A perennial contender, the Red Sox find themselves sitting in last place in the AL East. They are all too familiar with the phrase “Every Game Counts” after missing the playoffs by one game last season. This team can ill afford another poor start and the pressure seems to be getting to everyone – players and coaches. Is this a sign of how the entire season will go, or just some early-year jitters?
National League MVP Rematch
Technically baseball is a team sport, but there isn’t a baseball fan alive who isn’t taking an interest in this week’s series between the Dodgers and Brewers. In 2011, the NL MVP was pretty much decided by a coin flip, with many believing the advantage went to Braun as he suited up for a playoff team.

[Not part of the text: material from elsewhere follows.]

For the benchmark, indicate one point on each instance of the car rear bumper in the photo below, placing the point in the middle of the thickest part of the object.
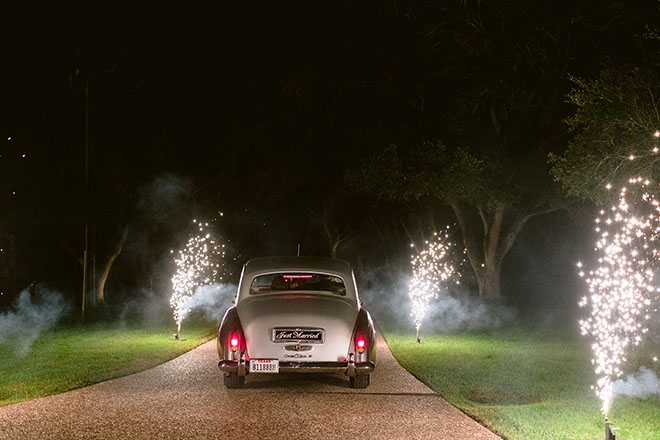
(349, 368)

This year the roles are reversed a bit, as Kemp’s Dodgers hold the best record in The Bigs, and Kemp himself is on pace to make sure there is no doubt who this year’s MVP is. These are two of the brightest stars in baseball, and our only regret is that this series can’t be settled with a good old fashioned home run derby.
Remembering Jackie Robinson
While there might have been instances before him, everyone officially recognizes Jackie Robinson as the player who broke Major League Baseball’s color barrier. He was hand-picked by Branch Rickey as someone who not only had the talent to play baseball at the major league level, but the mental strength to handle the flurry of racism and degradation that would likely ensue. Robinson accepted Rickey’s offer to play with the Brooklyn Dodgers, despite much opposition from even his teammates.

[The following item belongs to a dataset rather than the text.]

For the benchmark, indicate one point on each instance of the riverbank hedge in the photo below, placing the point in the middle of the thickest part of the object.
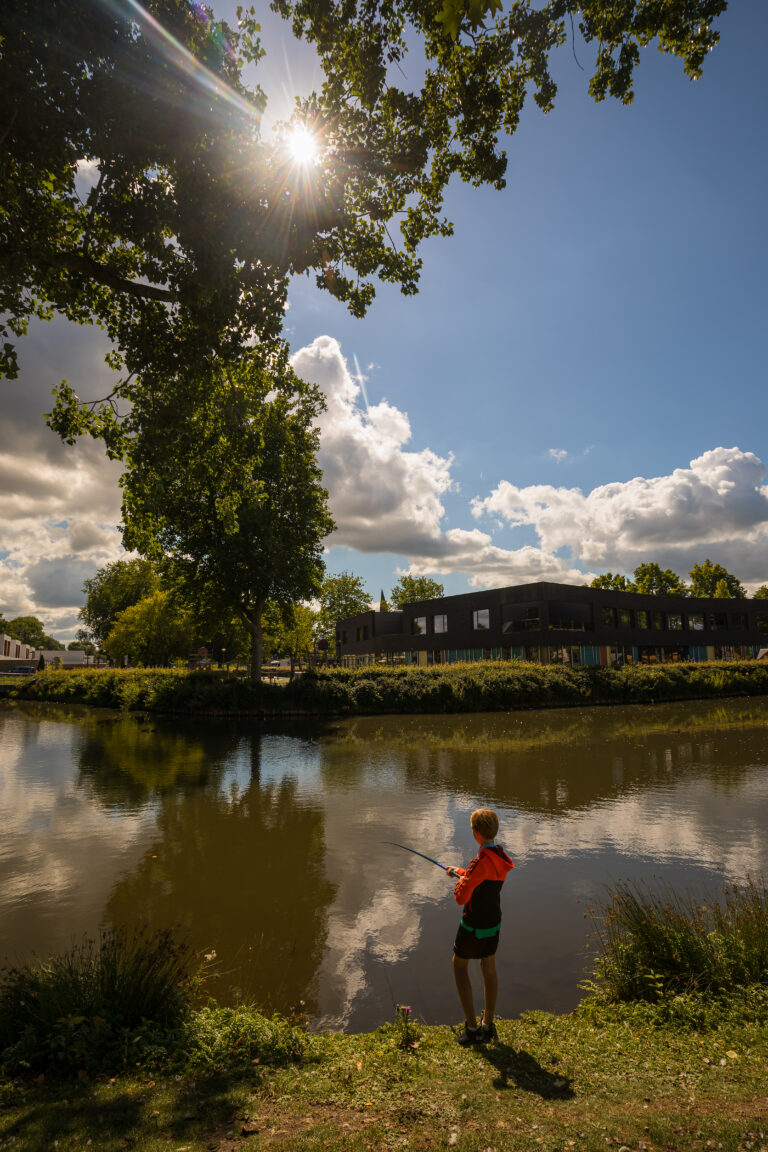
(487, 687)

If not for Jackie, who knows how long it would have been before minorities would be able to freely play sports and compete at the highest levels.
Ozzie’s Crazy Train
If you aren’t familiar with Ozzie Guillen’s comments regarding Fidel Castro, I will let you read it firsthand (with some censoring). In an interview with Time magazine, Guillen said, “I love Fidel Castro … I respect Fidel Castro. You know why? A lot of people have wanted to kill Fidel Castro for the last 60 years, but that mother****er is still here.”

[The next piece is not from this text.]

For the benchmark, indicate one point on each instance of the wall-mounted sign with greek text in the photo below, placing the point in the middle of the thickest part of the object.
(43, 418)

It’s not the first time that Ozzie has been chastised for his comments in the Media, but this is probably the first time that he has made a comment that sparked controversy at the international diplomacy level. Ozzie is set to return on Tuesday April 17th, which is ironically the date that the Bay of Pigs Invasion was launched (can you say PR nightmare). If this were a normal person returning back from a suspension, I would expect it to pass relatively quietly, but this is Ozzie, so have your censor buttons ready.